Personal communication style
Some people are naturally speedy at texting, and sometimes, while texting, they break their thoughts into several messages. For them, sending more than one message in a short period will not perceive as aggressive; it’s rather part of the flow of the conversations they have with the recipients. However, for someone who is keen on formalize or structured conversation, it might be treated differently.
Psychological insight into double texting
Double-texting phenomenon corresponds to deeper psychological dynamics and may give a clue on how we relate to others. It can be related to attachment style, self-esteem, and understanding of social cues.
Attachment styles
A person with an anxious attachment tends to double text because they need reassurance and validation from the other person. Fear of abandonment or rejection may arise due to delayed response.
However, those with an avoidant attachment style are more likely to view double texting negatively because they place a high regard on their freedom and personal space in communication.
Need for Confirmation
Double texts may also indicate a necessity to validate the identity of the sender. In a society where instant gratification is nearly an entitlement, individuals’ psychology can interpret not receiving a response to be a form of rejection whenever it happens-though the delay may be purely innocuous in its cause. A follow-up text often arrives as an attempt to reestablish or reconnect when there is silence.
Overthinking and overanalysis
One tends to overthink discussions, especially when emotions are involve. Double texting would represent an overthinker who cannot be very certain about the reception of the first message. Such overthinking would lead to second-guessing; as a result, the sender would want to send a follow-up message for clarification or re-engagement of the discussion.

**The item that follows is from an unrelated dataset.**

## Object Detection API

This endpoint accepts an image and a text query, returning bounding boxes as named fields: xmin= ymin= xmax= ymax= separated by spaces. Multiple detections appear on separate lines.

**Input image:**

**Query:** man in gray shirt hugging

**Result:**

How to deal with double texting
If you are going to send double texts, analyze the situation and your intentions. Ask yourself if another text is require or coming across as anxious or impatient. If you are the receiver of duplicate texts, be aware of how you respond. Response with graciousness and clear understanding can be pretty helpful to healthy communication.
Guidelines for double texting:
Patience is virtue: Wait for the other person’s response before you are sending another text. Hours or even days may make a difference on how to accept your messages.
Context Matters: If the message is of great importance or urgent, make sure to indicate that in the follow-up text. End.
Do not overthink it: If double-texting is normal to a conversation, do not overcomplicate it. Sometimes, the flow of a conversation justifies another message.
Read More: The Jealous Boyfriend: A Guide to Understanding, Addressing, and Managing Jealousy in Relationships
Result
Double texting is that little but significant aspect of the modern way of communicating. Whether it is seen as an eager or overzealous action base on the situation, knowing why we double text and how to do it right makes interactions healthier. Whether you’re sending bisexual texts or receiving them, concern for styles of communication, social dynamics, and personal feelings can lead to healthier, more thoughtful conversations.